Let’s dive into a handful of questions about salt and our oceans. Here we go!
The Atlantic Ocean is known to contain a higher concentration of salt than the Pacific Ocean because a lot of the water in the Atlantic Ocean evaporates due to the winds that are present, leaving a heavier concentration of salt.
Why The Atlantic Ocean Is Saltier Than The Pacific Ocean
The Atlantic Ocean consistently loses some of its water and is always becoming saltier.
It has the same amount of salt at all latitudes.
However, it tends to be concentrated close to the coast compared to where there’s open space present in the middle of the ocean farther away from land.
Rivers that empty out into the ocean also contribute to the levels of salt in the Atlantic Ocean.
The outflow of rivers drains the landscape and makes the ocean saltier throughout the year.
How Salty Is The Ocean?
3.5 percent of the ocean’s weight is attributed to the salt it contains.
Within a cubic mile of the ocean, there are about 120 million tons of salt present.
To get a better idea of how much salt is present in the ocean, there is about 35 grams of salt in one liter of ocean water.
It’s close to two teaspoons of salt for every cup of water.
The Atlantic Ocean is considered to be the saltiest ocean in the world.
There tends to be a lot more salt present close to the equator close to both poles.
Because of how much salt is present in the ocean, it’s toxic for humans to drink.
The human body doesn’t have the ability to filter all the salt ocean water contains, making it unsafe to consume.
Why Is The Ocean Salty And Lakes Are Not?
Most people are aware that oceans are salty but lakes are not.
This is because rain replenishes the water in lakes.
Oceans collect salt and minerals from the different rivers that flow directly into it.
An estimated 225 million tons of dissolved solids end up in the ocean each year.

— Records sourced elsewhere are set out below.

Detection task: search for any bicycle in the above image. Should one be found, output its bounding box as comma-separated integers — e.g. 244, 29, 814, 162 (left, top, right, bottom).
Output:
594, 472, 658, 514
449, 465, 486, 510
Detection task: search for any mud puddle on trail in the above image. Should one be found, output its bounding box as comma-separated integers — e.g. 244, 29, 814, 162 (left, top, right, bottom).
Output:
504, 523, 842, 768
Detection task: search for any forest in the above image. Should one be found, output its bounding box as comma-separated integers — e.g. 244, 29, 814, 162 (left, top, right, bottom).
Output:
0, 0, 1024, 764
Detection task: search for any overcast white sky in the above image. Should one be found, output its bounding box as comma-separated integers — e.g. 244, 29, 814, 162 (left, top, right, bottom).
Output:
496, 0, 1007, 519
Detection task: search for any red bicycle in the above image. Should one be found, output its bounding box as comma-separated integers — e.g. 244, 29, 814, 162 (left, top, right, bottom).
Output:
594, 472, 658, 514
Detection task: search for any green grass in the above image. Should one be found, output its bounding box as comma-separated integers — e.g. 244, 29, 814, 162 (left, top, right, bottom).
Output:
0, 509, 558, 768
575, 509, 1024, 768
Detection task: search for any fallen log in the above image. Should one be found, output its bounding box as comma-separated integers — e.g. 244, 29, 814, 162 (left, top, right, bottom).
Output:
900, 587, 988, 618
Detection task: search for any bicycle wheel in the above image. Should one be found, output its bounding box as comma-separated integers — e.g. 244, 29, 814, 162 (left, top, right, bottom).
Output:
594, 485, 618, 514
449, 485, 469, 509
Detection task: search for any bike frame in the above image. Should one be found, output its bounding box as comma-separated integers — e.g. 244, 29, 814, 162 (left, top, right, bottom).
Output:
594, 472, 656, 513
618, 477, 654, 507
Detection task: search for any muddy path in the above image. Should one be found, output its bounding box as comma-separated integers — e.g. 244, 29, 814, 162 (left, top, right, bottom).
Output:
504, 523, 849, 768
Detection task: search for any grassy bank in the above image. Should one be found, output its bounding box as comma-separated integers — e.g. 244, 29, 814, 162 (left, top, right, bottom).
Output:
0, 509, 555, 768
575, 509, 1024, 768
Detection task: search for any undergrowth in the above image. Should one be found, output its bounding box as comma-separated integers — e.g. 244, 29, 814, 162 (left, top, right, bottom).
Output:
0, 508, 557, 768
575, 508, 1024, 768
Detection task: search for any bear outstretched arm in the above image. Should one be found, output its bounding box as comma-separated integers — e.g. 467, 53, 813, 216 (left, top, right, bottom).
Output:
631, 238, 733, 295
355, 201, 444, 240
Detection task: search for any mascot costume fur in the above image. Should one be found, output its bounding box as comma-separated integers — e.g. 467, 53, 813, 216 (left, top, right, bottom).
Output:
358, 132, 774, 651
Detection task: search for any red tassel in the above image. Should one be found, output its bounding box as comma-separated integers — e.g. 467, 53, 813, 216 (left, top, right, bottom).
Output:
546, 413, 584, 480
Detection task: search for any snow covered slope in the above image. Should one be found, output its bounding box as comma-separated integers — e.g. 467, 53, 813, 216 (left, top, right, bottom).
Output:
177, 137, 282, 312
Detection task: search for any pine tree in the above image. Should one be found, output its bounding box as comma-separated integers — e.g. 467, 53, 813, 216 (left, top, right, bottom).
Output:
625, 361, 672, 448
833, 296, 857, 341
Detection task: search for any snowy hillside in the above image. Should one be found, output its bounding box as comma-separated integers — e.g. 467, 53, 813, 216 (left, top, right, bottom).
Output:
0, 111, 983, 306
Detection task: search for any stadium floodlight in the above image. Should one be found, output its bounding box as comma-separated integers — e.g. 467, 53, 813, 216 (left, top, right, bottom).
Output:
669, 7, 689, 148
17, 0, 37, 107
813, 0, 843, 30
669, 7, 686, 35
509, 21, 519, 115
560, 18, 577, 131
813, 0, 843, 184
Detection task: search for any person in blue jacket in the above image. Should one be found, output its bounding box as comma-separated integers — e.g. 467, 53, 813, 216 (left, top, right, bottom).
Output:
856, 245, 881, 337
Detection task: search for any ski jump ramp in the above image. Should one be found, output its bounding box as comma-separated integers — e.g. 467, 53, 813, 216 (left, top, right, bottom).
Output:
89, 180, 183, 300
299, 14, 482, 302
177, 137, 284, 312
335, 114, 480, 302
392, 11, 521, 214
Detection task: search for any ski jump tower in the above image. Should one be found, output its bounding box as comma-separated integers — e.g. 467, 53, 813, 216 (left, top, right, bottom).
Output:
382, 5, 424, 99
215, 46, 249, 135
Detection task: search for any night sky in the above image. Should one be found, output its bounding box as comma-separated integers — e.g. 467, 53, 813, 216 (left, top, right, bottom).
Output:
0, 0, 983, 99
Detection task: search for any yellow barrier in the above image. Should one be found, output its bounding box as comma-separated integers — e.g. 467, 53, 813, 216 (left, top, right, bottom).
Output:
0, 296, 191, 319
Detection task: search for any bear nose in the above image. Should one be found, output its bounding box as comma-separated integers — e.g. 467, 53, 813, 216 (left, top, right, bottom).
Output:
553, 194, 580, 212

Rivers also carry about four billion tons of dissolved salts to the ocean each year.
The ocean is also salty because the bottom of the ocean floor has a lot more salt present because salt also comes up from below of the sea floor.
The crest of ocean ridges features hydrothermal vents that add to the natural minerals that are present.
The vents are where the water seeps directly into the rocks and the hot temperature of the crust has caused the minerals to dissolve, including salt.
Is The Ocean Is Becoming Saltier?
Recent data that was collected found that the North Atlantic Ocean has become less salty in recent years.
Between 2004 to 2015, the salt content dropped by half a gram per kilogram of water in the ocean.
It’s likely that the change in the saltiness in the water is due to fluctuations with the water circulation in the ocean.
More freshwater has been delivered to the ocean as a large system has been moving faster due to stronger winds.
Some scientists even believe the ocean isn’t getting saltier because there’s now a balanced input and output of salt compared to in past years.
Why Is The Bottom Of The Ocean Saltier?
The bottom of the ocean is saltier because cold water is known to have a higher density than warmer water.
The temperature of the water starts to decrease with more depth.
The salt also tends to sink to the bottom of the ocean rather than float.
Salt is heavy, which makes it gradually float to the bottom of the ocean.